Das doppelte Lottchen: Regisseur Lancelot von Naso interpretiert den Klassiker von Erich Kästner mit den Zwillingen Delphine und Mia Lohmann in den Hauptrollen neu.
Als Erich Kästner 1942 die Geschichte vom doppelten Lottchen skizzierte, wollte er eigentlich ein Drehbuch schreiben. Da sich das Projekt wegen eines von den Nationalsozialisten verhängten Berufsverbots nicht realisieren ließ, hat er einen Roman daraus gemacht, der 1950 von Josef von Báky verfilmt wurde.
1994 gab es eine weitere Adaption („Charlie & Louise - Das doppelte Lottchen“, Regie: Joseph Vilsmaier). Dass die Handlung 75 Jahre nach dem ersten Entwurf womöglich noch besser funktioniert als damals, hat zwar auch mit den grundsätzlichen Qualitäten der zeitlos schönen, von tiefem Humanismus geprägten Kästner-Romane zu tun, in denen gerade die Kinderfiguren mit großer Empathie geschildert werden, aber das Thema Trennung ist heute natürlich ungleich aktueller als damals.

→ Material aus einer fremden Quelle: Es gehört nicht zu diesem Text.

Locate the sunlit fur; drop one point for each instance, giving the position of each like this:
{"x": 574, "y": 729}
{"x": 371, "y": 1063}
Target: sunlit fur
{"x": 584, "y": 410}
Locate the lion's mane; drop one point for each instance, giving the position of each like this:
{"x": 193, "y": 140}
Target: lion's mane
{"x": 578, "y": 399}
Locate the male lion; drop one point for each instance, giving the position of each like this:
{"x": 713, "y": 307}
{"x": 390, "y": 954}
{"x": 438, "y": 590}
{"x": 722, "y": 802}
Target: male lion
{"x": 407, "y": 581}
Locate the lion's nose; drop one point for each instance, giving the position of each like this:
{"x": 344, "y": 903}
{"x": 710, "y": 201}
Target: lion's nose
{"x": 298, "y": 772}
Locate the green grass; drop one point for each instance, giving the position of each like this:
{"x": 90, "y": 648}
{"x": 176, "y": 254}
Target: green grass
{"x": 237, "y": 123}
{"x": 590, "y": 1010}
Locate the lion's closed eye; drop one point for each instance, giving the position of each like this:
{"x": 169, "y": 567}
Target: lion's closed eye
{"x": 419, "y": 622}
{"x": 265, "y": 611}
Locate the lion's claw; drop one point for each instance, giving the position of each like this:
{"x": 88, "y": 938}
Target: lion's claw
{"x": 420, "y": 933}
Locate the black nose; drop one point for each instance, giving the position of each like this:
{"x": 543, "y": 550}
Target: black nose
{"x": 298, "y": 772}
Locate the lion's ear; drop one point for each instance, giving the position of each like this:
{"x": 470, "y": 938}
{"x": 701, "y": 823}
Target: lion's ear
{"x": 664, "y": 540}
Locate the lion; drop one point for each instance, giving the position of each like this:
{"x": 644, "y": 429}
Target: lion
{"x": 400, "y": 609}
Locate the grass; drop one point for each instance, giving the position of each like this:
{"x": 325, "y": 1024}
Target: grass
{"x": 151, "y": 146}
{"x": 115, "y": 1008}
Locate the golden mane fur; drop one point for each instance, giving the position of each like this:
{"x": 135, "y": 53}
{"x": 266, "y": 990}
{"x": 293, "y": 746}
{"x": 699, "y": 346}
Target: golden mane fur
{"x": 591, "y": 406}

Niko Ballestrem hat die Grundzüge der Geschichte in seinem ersten verfilmten Drehbuch daher auch kaum verändert: Die zehnjährige Lotte, talentierte Pianistin, gut in der Schule, ansonsten aber eher zurückhaltend, verbringt die Sommerferien in einem traumhaft schön gelegenen Ferienhort am österreichischen Wolfgangsee. Einige Tage nach ihr trifft ein Mädchen ein, dass Lotte wie aus dem Gesicht geschnitten, aber von völlig anderem Wesen ist: Die burschikose Luise ist ein impulsiver Wildfang und avanciert dank ihrer Erzählungen aus Afrika, wo sie mit ihrem Vater die letzten Jahre verbracht hat, umgehend zum Star des Ferienheims. Weil sie so verschieden sind, können sich die beiden Kinder erst mal nicht ausstehen, aber als sich Lotte voller Heimweh in den Schlaf weint, wird sie von Luise getröstet; so werden die beiden buchstäblich über Nacht Freundinnen. Alsbald finden sie raus, dass sie am selben Tag in Freiburg zur Welt gekommen sind, und beschließen, die Rollen zu tauschen, um ihr jeweils anderes Elternteil kennenzulernen: Luise fährt nach Frankfurt zu ihrer Mutter Charlize (Alwara Höfels), einer freiberuflichen Journalistin, Lotte nach Salzburg zu Vater Jan (Florian Stetter), einem bekannten Musiker, der mit seiner Band am Mozarteum eine Kinderoper neu arrangiert.
Wie gut die Geschichte in die heutige Zeit passt, zeigt sich nicht zuletzt beim technischen Fortschritt: Während die Kinder in den früheren Verfilmungen in ihren jeweils neuen Umgebungen rätseln mussten, mit wem sie’s gerade zu tun haben, machen sie jetzt einfach ein Foto mit dem Smartphone und schicken es der Schwester. Ihre regelmäßigen SMS-Botschaften werden als Comicsprechblasen eingeblendet. Das Klavierspiel kann Luise vermeiden, indem sie eine Sportverletzung am Arm vortäuscht. Jan wiederum nimmt erfreut zur Kenntnis, dass die bislang von ihm selbst unterrichtete Luise eine richtig gute Schülerin ist. Als sich zwischen Jan und Leni (Mina Tander), der Leiterin des Opernprojekts, eine Liebesbeziehung anbahnt, droht der Plan der Mädchen, die Eltern wieder zu vereinigen, zu platzen.
Die Besetzung ist ausgezeichnet; in weiteren Rollen wirken unter anderem Oliver Wnuk als Jans Gitarrist und bester Freund Mo sowie Margarita Broich als Leiterin des Ferienheims mit. Die Stars sind jedoch die Zwillinge Delphine und Mia Lohmann, und das keineswegs bloß, weil sie auch die Hauptrollen spielen. Die beiden Mädchen zeigen sowohl im Spiel wie auch bei den Dialogen keinerlei Schwäche und sind jederzeit glaubhaft. Respekt gebührt auch Lancelot von Naso, für den dieser Film höchst ungewöhnlich ist, jedenfalls gemessen an seinem bisherigen Schaffen: Nach seinem sehenswerten Debüt „Waffenstillstand“ (2009) hat der Regisseur mit Ausnahme des Thrillers „
Mein Mann, ein Mörder“ ausschließlich für die ZDF-Krimireihe „Kommissar Marthaler“ gearbeitet. Hier beweist er, dass er auch die romantische Komödie beherrscht. tpg.